Colorado's long-underfunded public school system would receive an additional $300 million in funding and increased per-pupil dollars, under a pair of school finance bills that cleared a House committee on March 19.
However, the battle over how those dollars are to be managed — and whether the funding will be enough to appease vocal superintendents — is just getting started, as the education budget process began to play out at the Capitol last week.
This year's K-12 school funding efforts seek to provide a badly needed infusion of resources to school districts across the state, through a bipartisan education funding bill and the annual School Finance Act.
“This is our very best attempt at making sure we start making progress from some very difficult financial years,” Rep. John Buckner, D-Aurora, told the House Education committee.
The School Finance Act would increase per-pupil funding by 2.8 percent, which would allow that funding to keep up with inflation. The bill also provides $17 million for preschool and full-day kindergarten.
Immediately before the bill received committee approval, the same committee gave the go-ahead for a separate, bipartisan school funding measure.
The Student Success Act would provide millions of dollars for school programs and would replace some of the education funding that had been a casualty of budget cuts in recent years.
The bill — which received House sponsorship from Reps. Millie Hamner, D-Dillon, and Carole Murray, R-Castle Rock — would give schools $200 million in additional funding. That sum includes $20 million for reading programs and about $30 million for programs designed for English language learners.
“They are some of our most vulnerable and neediest populations of students,” Hamner said.
The money would also buy down the so-called education funding “negative factor” —recession era education funding cuts that total about $1 billion. The bill would provide $100 million for the purpose of backfilling some of those cuts.
The bills are a way for the Legislature to provide more money for schools on the heels of last year's failed school finance tax measure, which voters soundly rejected in November.
An increase in education funding is a top priority for lawmakers and Gov. John Hickenlooper, given the state's upbeat economic forecast, which was recently presented to the Joint Budget Committee.
But this year's K-12 funding efforts are not going to please everyone.
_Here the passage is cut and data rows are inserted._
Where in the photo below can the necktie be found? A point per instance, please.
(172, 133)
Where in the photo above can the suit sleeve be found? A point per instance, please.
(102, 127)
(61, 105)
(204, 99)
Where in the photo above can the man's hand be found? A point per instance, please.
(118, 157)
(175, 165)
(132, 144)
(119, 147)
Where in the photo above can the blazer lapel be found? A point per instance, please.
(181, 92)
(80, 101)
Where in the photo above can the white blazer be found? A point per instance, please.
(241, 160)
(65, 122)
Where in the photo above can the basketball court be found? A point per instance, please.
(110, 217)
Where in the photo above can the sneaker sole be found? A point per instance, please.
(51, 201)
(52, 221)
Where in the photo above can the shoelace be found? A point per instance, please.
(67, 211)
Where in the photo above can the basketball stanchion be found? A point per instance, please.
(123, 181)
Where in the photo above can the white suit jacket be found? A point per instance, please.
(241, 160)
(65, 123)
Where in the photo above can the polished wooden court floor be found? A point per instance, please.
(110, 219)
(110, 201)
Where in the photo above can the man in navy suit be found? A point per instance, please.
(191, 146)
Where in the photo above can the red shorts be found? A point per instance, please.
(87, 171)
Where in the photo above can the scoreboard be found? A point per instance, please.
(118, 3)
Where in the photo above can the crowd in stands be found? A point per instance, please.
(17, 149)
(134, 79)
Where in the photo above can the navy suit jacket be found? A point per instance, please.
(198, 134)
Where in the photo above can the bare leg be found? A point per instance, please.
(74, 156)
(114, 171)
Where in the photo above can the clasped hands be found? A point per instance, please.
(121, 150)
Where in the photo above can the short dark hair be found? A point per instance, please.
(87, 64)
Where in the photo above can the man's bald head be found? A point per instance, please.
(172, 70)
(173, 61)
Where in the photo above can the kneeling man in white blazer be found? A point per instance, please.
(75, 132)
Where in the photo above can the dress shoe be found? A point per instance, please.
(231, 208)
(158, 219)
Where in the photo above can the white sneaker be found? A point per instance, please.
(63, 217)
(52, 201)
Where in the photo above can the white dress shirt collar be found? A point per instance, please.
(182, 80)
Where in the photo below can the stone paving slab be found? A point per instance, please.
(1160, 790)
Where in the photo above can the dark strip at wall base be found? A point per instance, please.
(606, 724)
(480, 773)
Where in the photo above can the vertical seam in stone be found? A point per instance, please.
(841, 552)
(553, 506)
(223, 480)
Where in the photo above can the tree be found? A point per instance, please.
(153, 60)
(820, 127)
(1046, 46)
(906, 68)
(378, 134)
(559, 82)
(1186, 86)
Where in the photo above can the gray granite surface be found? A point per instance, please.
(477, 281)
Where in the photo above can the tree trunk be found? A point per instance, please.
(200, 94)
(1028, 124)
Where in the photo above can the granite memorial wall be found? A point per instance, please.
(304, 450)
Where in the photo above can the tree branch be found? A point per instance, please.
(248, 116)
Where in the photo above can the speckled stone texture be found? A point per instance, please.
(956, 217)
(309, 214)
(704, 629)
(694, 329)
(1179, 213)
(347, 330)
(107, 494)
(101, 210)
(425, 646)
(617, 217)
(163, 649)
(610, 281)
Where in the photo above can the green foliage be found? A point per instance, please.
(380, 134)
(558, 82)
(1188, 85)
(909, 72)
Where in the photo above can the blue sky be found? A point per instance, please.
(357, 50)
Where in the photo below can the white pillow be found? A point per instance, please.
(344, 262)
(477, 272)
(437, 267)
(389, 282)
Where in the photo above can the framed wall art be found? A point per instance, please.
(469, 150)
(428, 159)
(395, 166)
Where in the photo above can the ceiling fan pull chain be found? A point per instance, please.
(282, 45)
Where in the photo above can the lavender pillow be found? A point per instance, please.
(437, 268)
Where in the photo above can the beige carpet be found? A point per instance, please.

School superintendents and other education advocates are asking for more money for the negative factor buydown than what the Legislature expects to provide.
School district leaders have also voiced displeasure over an area in the Student Success Act that seeks to change how pupils are counted for the purposes of a school's official enrollment — something that districts say is a waste of time and money.
And there have been arguments over school districts' lack of autonomy over how the money will be spent. The funding will have stings attached, which doesn't please opponents who say that the Legislature shouldn't dictate how districts use that money.
“I'd like to restore the negative factor to the best of our ability with no strings attached,” said Rep. Chris Holbert, R-Parker, the only member of the House Education Committee to vote against the Student Success Act. “I think that has been a clear message from our school districts.”
Hamner acknowledged those concerns, but said that it's important to realize that the state can't get in over its head.
“We just have to balance all these needs with what the state budget can really commit to over a period of years,” she said.
The bills now head to the House Appropriations Committee, prior to receiving full votes in the House.